Oats Harvested from Our Plot at Placita Gardens
We made a pretty green tincture of the milky oats, and dried the remaining oats and oat straw for tea. Unfortunately this year we will not have any of this dried oat straw for sale as we grew a smaller trial plot to understand how the oats would grow here. Well they grow beautifully, so you can be sure that next year we will plant a large area to oats to make this nourishing herb available to you. – Jen
Fortunately for us, our new property came with access to the Chanate acequia which is part of the Rio Grande Valley’s centuries-old 300 mile network of irrigation ditches and canals.

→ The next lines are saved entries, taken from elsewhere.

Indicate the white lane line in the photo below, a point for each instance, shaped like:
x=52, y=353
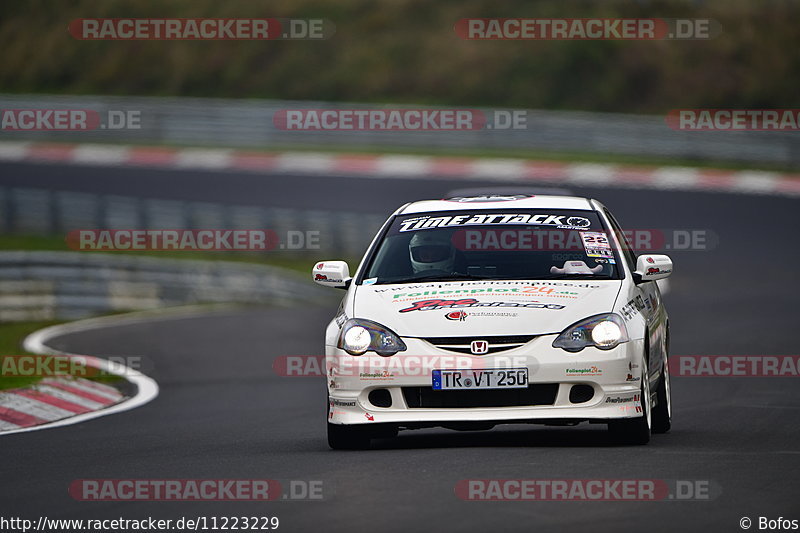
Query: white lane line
x=402, y=165
x=197, y=158
x=100, y=154
x=300, y=162
x=13, y=151
x=497, y=169
x=755, y=182
x=678, y=178
x=146, y=387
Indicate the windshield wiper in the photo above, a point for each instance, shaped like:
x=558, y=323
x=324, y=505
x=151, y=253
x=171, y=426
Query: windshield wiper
x=438, y=277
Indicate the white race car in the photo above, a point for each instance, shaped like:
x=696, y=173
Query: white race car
x=473, y=311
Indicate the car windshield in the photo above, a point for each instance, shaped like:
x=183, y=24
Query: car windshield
x=496, y=244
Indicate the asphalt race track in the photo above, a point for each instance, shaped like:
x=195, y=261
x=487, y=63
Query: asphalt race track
x=223, y=413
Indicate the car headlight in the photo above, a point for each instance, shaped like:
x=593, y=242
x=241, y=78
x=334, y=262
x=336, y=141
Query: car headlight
x=359, y=336
x=604, y=331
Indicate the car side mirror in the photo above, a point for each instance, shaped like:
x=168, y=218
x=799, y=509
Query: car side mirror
x=652, y=267
x=332, y=274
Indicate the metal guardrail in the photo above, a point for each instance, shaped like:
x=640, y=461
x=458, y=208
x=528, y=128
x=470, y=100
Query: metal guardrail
x=72, y=285
x=249, y=123
x=45, y=212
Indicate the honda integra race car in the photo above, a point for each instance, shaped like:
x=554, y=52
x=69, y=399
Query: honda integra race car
x=468, y=312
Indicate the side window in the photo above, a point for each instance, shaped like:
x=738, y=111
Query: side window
x=627, y=249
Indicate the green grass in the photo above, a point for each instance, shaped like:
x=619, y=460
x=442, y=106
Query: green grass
x=12, y=334
x=13, y=374
x=11, y=337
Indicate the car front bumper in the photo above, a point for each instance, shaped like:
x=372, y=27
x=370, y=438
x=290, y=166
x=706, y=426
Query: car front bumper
x=614, y=377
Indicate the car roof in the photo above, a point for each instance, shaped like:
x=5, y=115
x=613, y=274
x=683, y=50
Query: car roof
x=483, y=202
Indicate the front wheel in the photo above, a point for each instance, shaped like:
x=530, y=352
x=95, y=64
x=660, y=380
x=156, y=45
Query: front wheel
x=635, y=430
x=662, y=412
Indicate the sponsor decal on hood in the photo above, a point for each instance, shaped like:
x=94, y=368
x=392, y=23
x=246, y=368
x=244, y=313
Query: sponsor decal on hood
x=491, y=307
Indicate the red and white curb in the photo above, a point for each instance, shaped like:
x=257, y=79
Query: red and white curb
x=53, y=399
x=61, y=401
x=410, y=167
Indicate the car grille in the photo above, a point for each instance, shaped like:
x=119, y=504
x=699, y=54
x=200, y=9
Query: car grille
x=496, y=344
x=427, y=398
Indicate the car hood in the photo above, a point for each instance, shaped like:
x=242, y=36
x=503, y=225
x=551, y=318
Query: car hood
x=483, y=307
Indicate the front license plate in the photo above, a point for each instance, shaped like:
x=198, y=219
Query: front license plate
x=508, y=378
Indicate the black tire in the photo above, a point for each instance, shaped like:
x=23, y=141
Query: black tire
x=341, y=437
x=634, y=431
x=662, y=412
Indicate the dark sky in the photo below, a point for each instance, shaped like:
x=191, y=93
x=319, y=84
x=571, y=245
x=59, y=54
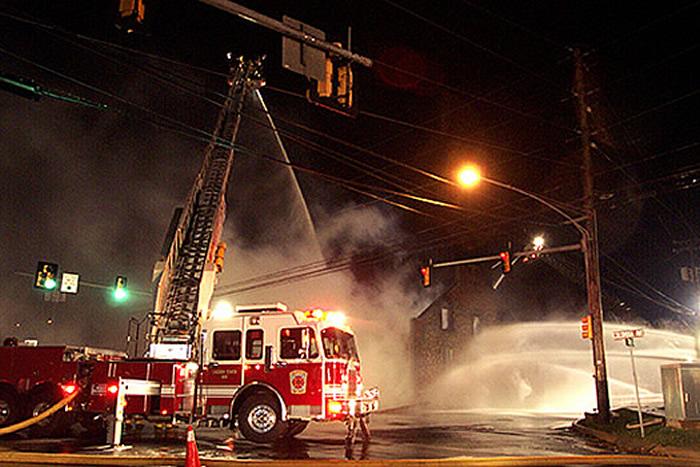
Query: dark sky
x=487, y=82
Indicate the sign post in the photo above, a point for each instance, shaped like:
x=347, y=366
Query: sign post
x=628, y=336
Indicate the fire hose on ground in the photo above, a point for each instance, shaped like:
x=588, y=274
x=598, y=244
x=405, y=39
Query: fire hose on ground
x=45, y=414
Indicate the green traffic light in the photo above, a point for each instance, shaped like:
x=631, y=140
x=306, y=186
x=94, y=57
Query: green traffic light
x=120, y=295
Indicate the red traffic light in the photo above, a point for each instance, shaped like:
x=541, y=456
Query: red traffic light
x=505, y=261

For approximately $25 per year (payable to the Middle Rio Grande Conservancy District), we can access water from this ditch on a weekly basis during the growing season.
Because we have a 30ft irrigation well to water our gardens (we really lucked out!! We also have a 300ft well for the house) we use the ditch water specifically for irrigating the various trees that form a natural screen along the perimeter of our property. These trees – Austrian Pines, Russian Olives, Autumn Olives to name a few – are planted along canals designed by the previous owner to receive water from the ditch.

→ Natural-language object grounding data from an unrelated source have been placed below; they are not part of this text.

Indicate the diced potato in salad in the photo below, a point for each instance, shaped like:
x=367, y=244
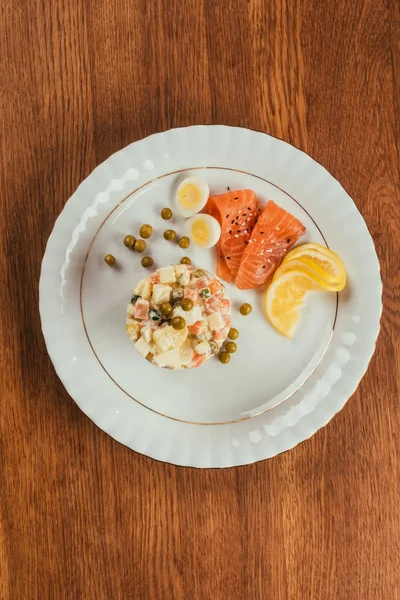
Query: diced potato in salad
x=206, y=325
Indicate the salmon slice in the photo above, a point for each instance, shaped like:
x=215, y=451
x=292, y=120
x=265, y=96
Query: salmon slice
x=236, y=212
x=275, y=233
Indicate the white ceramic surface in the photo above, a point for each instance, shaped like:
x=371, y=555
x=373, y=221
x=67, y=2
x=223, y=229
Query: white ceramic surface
x=275, y=392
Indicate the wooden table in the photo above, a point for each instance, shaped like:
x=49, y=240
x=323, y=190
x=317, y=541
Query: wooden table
x=82, y=517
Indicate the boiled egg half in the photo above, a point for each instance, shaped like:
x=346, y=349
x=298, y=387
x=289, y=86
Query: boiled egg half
x=203, y=230
x=191, y=196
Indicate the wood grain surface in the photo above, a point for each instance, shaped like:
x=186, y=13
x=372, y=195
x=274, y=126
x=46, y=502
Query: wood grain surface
x=82, y=517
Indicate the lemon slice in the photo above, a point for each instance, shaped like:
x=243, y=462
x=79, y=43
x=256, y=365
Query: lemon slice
x=324, y=260
x=310, y=268
x=284, y=298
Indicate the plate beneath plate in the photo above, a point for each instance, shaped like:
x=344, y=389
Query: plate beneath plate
x=275, y=392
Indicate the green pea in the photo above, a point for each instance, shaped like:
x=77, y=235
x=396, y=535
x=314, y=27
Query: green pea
x=146, y=231
x=147, y=261
x=233, y=334
x=140, y=246
x=231, y=347
x=166, y=309
x=170, y=235
x=109, y=259
x=187, y=304
x=245, y=309
x=166, y=214
x=129, y=241
x=184, y=242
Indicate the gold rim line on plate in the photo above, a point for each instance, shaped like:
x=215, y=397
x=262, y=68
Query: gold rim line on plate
x=247, y=417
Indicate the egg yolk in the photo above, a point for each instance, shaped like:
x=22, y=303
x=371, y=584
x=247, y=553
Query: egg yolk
x=189, y=196
x=200, y=232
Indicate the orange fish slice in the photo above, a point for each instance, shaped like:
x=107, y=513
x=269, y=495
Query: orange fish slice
x=236, y=212
x=275, y=233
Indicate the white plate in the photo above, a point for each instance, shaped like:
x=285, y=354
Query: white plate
x=275, y=392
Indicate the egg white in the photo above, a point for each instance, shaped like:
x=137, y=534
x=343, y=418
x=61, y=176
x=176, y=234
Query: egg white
x=211, y=226
x=203, y=192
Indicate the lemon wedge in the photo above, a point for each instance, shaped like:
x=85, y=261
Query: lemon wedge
x=327, y=266
x=285, y=296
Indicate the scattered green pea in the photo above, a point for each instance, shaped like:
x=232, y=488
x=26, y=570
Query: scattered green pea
x=109, y=259
x=166, y=214
x=224, y=357
x=178, y=323
x=166, y=309
x=147, y=261
x=187, y=304
x=139, y=246
x=170, y=235
x=233, y=334
x=231, y=347
x=145, y=231
x=184, y=242
x=129, y=241
x=245, y=309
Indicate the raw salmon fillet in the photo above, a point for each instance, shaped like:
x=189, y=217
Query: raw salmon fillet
x=236, y=212
x=274, y=234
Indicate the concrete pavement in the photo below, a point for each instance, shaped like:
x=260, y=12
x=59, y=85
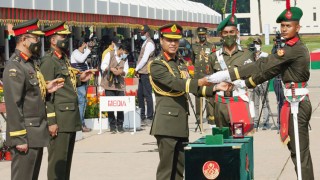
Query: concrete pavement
x=126, y=156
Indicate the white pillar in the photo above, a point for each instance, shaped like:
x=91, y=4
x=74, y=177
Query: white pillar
x=6, y=44
x=70, y=42
x=267, y=34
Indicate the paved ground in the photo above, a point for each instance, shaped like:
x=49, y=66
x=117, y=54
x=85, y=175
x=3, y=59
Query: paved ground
x=126, y=156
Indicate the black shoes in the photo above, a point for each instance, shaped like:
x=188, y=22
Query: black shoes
x=146, y=122
x=85, y=129
x=120, y=129
x=113, y=130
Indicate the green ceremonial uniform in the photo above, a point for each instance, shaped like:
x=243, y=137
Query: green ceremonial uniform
x=169, y=79
x=238, y=58
x=292, y=61
x=62, y=108
x=26, y=122
x=202, y=68
x=171, y=113
x=24, y=93
x=293, y=67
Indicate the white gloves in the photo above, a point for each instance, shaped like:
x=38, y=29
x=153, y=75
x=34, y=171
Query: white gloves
x=239, y=84
x=221, y=76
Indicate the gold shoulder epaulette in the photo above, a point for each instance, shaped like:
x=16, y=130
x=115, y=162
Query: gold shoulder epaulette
x=156, y=88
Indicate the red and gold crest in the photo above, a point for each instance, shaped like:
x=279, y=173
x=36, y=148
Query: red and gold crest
x=280, y=52
x=211, y=169
x=288, y=14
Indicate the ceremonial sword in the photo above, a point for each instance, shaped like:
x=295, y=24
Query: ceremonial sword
x=294, y=111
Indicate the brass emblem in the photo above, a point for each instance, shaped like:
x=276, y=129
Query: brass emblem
x=288, y=14
x=65, y=26
x=228, y=94
x=174, y=28
x=12, y=70
x=211, y=169
x=232, y=20
x=280, y=52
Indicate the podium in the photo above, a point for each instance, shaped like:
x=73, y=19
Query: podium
x=232, y=160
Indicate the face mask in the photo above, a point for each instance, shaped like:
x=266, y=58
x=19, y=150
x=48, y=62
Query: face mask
x=202, y=39
x=124, y=56
x=258, y=47
x=63, y=44
x=35, y=48
x=143, y=37
x=229, y=40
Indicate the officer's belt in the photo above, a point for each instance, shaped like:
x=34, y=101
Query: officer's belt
x=298, y=92
x=237, y=92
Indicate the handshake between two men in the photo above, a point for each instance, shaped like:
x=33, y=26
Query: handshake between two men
x=222, y=81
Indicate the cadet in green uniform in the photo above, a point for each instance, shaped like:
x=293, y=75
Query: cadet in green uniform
x=63, y=112
x=169, y=79
x=229, y=56
x=25, y=92
x=202, y=50
x=292, y=62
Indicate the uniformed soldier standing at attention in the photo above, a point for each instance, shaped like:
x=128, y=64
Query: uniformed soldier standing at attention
x=292, y=61
x=229, y=56
x=62, y=107
x=202, y=49
x=25, y=92
x=170, y=80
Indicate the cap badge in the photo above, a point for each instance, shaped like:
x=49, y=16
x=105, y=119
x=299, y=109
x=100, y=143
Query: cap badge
x=288, y=14
x=65, y=26
x=174, y=28
x=280, y=52
x=232, y=19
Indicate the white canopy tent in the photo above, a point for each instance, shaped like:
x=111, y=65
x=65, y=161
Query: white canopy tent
x=170, y=10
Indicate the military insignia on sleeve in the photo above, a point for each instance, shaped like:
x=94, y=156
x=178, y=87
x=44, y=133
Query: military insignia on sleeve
x=280, y=52
x=247, y=61
x=211, y=169
x=174, y=28
x=13, y=72
x=207, y=51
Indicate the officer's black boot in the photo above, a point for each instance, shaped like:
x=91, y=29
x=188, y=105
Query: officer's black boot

With the help of my neighbor Terry, I’ve been learning how to navigate the gates and turnouts of the ditch. You need to be careful because the water can come fast and, if not managed properly, could jump the ditch and end up flooding someone’s house.

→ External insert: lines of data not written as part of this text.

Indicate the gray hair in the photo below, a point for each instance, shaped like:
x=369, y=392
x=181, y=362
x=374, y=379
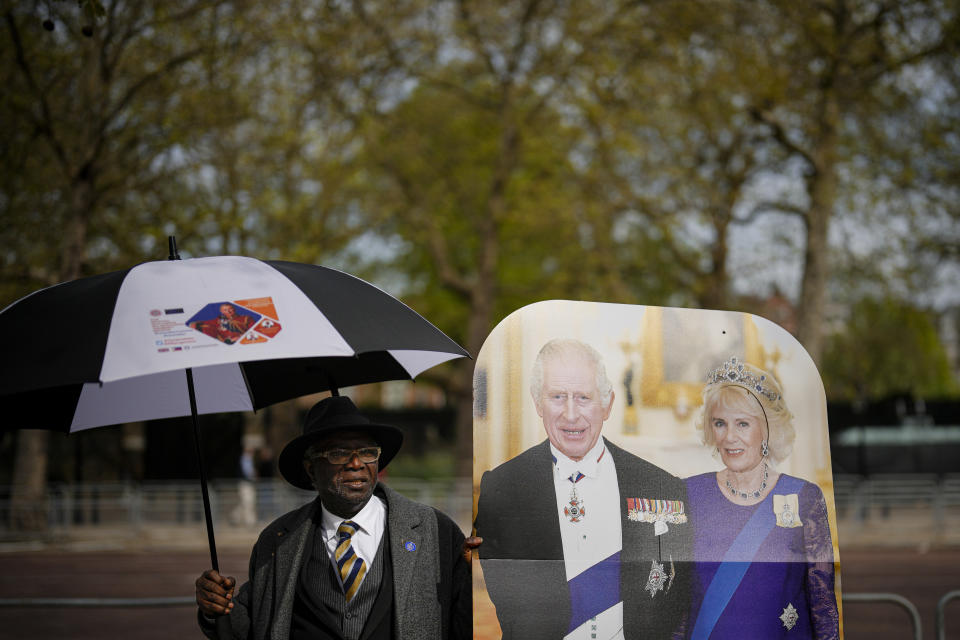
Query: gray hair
x=569, y=346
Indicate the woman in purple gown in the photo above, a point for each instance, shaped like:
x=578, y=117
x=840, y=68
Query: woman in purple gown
x=762, y=547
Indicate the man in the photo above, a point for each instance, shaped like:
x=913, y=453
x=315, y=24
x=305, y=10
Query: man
x=360, y=561
x=227, y=327
x=580, y=538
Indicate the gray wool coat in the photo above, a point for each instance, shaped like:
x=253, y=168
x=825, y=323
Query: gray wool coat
x=431, y=579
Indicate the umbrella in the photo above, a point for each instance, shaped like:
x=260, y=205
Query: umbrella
x=199, y=336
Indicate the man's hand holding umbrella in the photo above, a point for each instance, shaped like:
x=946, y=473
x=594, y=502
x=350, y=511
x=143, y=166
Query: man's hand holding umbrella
x=215, y=593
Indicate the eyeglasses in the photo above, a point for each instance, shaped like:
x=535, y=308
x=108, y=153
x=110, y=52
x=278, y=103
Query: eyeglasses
x=343, y=456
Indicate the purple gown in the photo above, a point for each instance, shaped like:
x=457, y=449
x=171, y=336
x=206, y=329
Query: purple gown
x=791, y=568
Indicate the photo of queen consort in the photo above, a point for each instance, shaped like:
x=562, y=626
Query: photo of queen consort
x=764, y=564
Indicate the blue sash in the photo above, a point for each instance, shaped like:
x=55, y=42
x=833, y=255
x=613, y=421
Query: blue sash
x=734, y=567
x=594, y=590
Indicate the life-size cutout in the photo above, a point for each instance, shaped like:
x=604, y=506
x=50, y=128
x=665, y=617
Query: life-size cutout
x=646, y=472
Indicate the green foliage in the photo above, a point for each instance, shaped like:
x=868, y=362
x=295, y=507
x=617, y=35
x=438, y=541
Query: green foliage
x=887, y=347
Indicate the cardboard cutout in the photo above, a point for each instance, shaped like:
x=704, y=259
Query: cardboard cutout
x=613, y=503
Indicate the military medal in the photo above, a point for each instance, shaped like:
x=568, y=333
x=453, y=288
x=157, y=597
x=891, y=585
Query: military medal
x=789, y=616
x=657, y=578
x=575, y=511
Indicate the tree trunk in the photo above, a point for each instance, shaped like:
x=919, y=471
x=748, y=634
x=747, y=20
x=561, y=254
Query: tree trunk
x=822, y=189
x=30, y=465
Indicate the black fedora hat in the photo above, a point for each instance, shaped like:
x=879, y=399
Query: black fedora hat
x=336, y=413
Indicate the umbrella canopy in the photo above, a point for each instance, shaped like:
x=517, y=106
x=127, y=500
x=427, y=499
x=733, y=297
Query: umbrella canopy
x=117, y=347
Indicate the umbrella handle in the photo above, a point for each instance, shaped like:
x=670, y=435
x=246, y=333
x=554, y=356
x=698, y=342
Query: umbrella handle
x=203, y=475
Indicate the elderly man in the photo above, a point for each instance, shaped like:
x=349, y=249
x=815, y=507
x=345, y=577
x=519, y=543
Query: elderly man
x=580, y=538
x=360, y=561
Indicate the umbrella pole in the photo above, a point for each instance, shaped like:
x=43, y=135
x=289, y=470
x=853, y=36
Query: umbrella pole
x=203, y=475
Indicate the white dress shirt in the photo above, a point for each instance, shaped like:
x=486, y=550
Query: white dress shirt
x=597, y=535
x=372, y=520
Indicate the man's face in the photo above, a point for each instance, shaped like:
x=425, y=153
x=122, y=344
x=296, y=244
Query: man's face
x=344, y=488
x=570, y=406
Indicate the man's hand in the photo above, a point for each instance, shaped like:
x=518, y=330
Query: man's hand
x=215, y=593
x=469, y=544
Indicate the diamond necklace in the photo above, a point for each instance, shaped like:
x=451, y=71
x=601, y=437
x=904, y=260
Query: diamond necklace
x=755, y=494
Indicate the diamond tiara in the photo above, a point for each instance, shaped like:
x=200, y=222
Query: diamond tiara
x=747, y=376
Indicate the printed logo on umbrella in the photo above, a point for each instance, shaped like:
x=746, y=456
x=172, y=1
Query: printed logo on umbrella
x=250, y=321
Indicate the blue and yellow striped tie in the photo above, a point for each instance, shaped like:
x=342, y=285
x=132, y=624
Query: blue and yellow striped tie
x=352, y=566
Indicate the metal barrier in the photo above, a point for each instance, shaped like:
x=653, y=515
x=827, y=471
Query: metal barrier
x=940, y=629
x=76, y=603
x=134, y=505
x=894, y=599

I have a lot of fun watering with the ditch (as do our dogs Maggie and Tessie) and am getting better at it. Last week I washed out one of the planks that I use as a walkway to cross where the water enters our property. I did better this week though. -Tree
Contrary to popular opinion goats do not eat just anything. Yes, they can be impish and grab a piece of paper out of your hand and start to chew it up, but when it comes to the food they ingest for nourishment they are fastidious, choosing only those hays and forages which give them the nutrients they need. We learned this quickly living in New York as we watched in dismay as they rooted through a clip of hay for that choice piece of timothy while a large pile of rejected grasses accumulated below the feeder.
Now that we are in New Mexico the goats are eating alfalfa-grass mix grown right down the road from us in the South Valley and are no longer as wasteful because they LOVE it. The three of them look great and their milk production is on the mark.